Bill Improving Access to New Mexico’s Medical Cannabis Program Signed by Governor Lujan Grisham

Press Release April 5, 2019
Media Contact

Contact:
Jessica Gelay 505-573-4422

Santa Fe – Yesterday Senate Bill 406 was signed into law by Governor Michelle Lujan-Grisham. The measure, sponsored by Senator Gerald Ortiz y Pino (D-Bernalillo) and Representative Deborah Armstrong (D-Bernalillo), will expand access to medical cannabis in New Mexico. Currently many medical cannabis patients still face discrimination and lack access to their medicine. 

This bill makes changes that establish civil protections for medical care, schooling, child custody and employment. It will lead to improved access to safe and affordable medical cannabis for all New Mexicans who need it.  

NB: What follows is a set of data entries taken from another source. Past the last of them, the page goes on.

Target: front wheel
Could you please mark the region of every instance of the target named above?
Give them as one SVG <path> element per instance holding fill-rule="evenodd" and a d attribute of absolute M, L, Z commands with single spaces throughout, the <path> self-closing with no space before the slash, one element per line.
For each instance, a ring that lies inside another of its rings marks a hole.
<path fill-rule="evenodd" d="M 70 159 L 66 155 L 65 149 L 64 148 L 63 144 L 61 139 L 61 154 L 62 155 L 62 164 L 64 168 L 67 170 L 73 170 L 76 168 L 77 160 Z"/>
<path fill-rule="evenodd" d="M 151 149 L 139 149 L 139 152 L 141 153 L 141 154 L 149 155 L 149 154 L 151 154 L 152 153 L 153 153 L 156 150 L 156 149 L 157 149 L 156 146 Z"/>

The legislation is the result of a process that began last year with a statewide task force that examined the state’s medical cannabis program. New Mexicans who rely on medical cannabis often find that it is either inaccessible or unaffordable. Access to medical cannabis for patients living in rural areas and on tribal lands is especially difficult. 

Statement from Jessica Gelay, Policy Manager, Drug Policy Alliance:

“The medical cannabis program is well established in New Mexico, but patients still encounter discrimination in daily life. This will improve the program by updating the law so that medical cannabis patients are not stigmatized for lawfully using their medicine. It goes a long way toward ensuring that patients’ basic needs – like access to schooling, medical care and employment – are not jeopardized because cannabis is their medicine.”

Elements of SB 406:

Ensures that people who are on probation, parole, or who are in custody are not punished for using medical cannabis.
There are more than 70,000 patients in the New Mexico medical cannabis program whose quality of life is improved with access to medical cannabis, often when nothing else works. 
 
The Lynn and Erin Compassionate Use Act (LECUA) has not been updated since it was passed in 2007. A similar bill was vetoed by Susana Martinez in 2017.